Lorsqu’est appréhendé, connu et expérimenté en sa vérité, le « Néant Éternel », au bout d’un cheminement spirituel authentique, véritablement initiatique, «quand on quitte le château pour entrer dans la montagne » [11], alors, en vertu du principe unissant « connaissance » et « réalisation », l’être peut franchir vivant, dès ici-bas, les portes du Temple du « Parfait Silence ».

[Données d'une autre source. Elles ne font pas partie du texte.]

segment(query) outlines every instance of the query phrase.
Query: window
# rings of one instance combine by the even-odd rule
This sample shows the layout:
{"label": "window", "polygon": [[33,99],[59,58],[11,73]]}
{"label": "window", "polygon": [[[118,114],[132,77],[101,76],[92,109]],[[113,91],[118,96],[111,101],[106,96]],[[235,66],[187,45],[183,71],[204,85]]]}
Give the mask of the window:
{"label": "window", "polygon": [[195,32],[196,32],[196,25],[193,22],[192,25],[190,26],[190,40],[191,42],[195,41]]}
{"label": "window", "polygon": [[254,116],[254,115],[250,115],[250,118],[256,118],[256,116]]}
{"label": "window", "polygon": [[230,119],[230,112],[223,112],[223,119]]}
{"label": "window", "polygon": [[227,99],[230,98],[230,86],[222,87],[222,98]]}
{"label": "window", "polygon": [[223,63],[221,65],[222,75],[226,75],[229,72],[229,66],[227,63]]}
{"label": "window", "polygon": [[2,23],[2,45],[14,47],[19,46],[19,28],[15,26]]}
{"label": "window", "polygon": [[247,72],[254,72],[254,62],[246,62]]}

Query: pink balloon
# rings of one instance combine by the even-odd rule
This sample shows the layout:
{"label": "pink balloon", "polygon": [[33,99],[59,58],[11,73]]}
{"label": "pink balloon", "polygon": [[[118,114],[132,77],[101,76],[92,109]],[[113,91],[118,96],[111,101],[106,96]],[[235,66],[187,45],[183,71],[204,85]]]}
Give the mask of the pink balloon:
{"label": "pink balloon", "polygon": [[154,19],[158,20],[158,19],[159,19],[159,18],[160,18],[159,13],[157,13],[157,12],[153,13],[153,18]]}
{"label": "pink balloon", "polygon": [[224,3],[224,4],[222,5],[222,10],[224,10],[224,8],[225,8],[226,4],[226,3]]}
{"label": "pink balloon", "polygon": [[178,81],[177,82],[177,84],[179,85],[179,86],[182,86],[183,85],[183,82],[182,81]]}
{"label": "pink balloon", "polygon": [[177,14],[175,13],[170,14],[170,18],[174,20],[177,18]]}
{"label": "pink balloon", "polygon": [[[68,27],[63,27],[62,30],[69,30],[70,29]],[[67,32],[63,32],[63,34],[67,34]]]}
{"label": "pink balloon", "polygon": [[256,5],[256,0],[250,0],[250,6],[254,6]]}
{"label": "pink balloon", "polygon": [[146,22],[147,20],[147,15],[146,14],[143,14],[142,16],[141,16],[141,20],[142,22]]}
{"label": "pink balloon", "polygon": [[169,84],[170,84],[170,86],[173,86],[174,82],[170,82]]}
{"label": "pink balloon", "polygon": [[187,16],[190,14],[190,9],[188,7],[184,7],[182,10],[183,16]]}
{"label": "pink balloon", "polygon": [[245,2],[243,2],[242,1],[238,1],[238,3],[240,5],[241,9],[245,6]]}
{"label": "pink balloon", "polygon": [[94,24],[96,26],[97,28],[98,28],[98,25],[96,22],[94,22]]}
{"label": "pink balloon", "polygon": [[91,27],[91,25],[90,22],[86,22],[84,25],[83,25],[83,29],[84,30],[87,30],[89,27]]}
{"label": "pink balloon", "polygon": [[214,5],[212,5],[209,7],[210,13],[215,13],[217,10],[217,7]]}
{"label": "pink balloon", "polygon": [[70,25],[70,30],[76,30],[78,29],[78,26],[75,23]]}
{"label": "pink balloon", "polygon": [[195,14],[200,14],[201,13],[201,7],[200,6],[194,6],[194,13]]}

Propos recueillis par Florence Quentin

9782372410229FS

Ultreïa, n°7, printemps 2016.

Notes.

  1. L.-C. de Saint-Martin, Le Crocodile, Chant 14, 1799.
  2. Ibid., Chant 91.
  3. R. Guénon, Aperçus sur l’initiation, Éditions Traditionnelles,‎1946, p. 3.
  4. Ibid., p. 16.
  5. Ibid., p. 21.
  6. Maître Eckhart, Traités et sermons, trad. de F. Aubier et J. Molitor, Aubier Montaigne, 1942, p. 213.
  7. Ibid., p. 312.
  8. L.-C. de Saint-Martin,« Les dix Prières», in Œuvres posthumes, Letourmy, 1807.
  9. « Demeurez fermement en ‘‘samâdhi’’ et dans la pensée de la non-pensée. Comment penser le non-pensé ? C’est la non-pensée. Tel est l’art de zazen.» (Dôgen, Zazengi, in « Polir la lune et labourer les nuages», trad. J. Brosse, Albin Michel, 1998, p. 89). On notera, que la tradition occidentale ne manque pas, non plus, de maîtres prônant l’exercice de la « non-pensée », ou plus exactement du « penser à rien » (no pensar nada), tel Frederico Osuna (1492-1542), théologien espagnol de tendance scotiste, qui insista, dans sa direction spirituelle auprès de sainte Thérèse d’Avila (1515-1582), sur « l’oraison de recueillement » afin de se détacher du créé, et mit l’accent sur la nécessité, dans cette oraison, de se « vider de toute opération », de toute représentation mentale afin de s’établir durablement dans le silence intérieur. « Ne rien penser, disait Osuna, c’est tout penser.»
  10. J. Boehme, Mysterium Magnum, I, 2., trad. S. Jankélévitch, Aubier Montaigne, 1945, pp. 55-56.
  11. « « Quand on quitte le château pour entrer dans la montagne, on sort d’un esprit pour entrer dans un autre. Entrer dans la montagne, c’est penser et ne pas penser. Abandonner le monde, c’est être sans pensée.» (Dôgen, Corps et esprit, trad. J. Cousin, Gallimard, 2013, p. 24).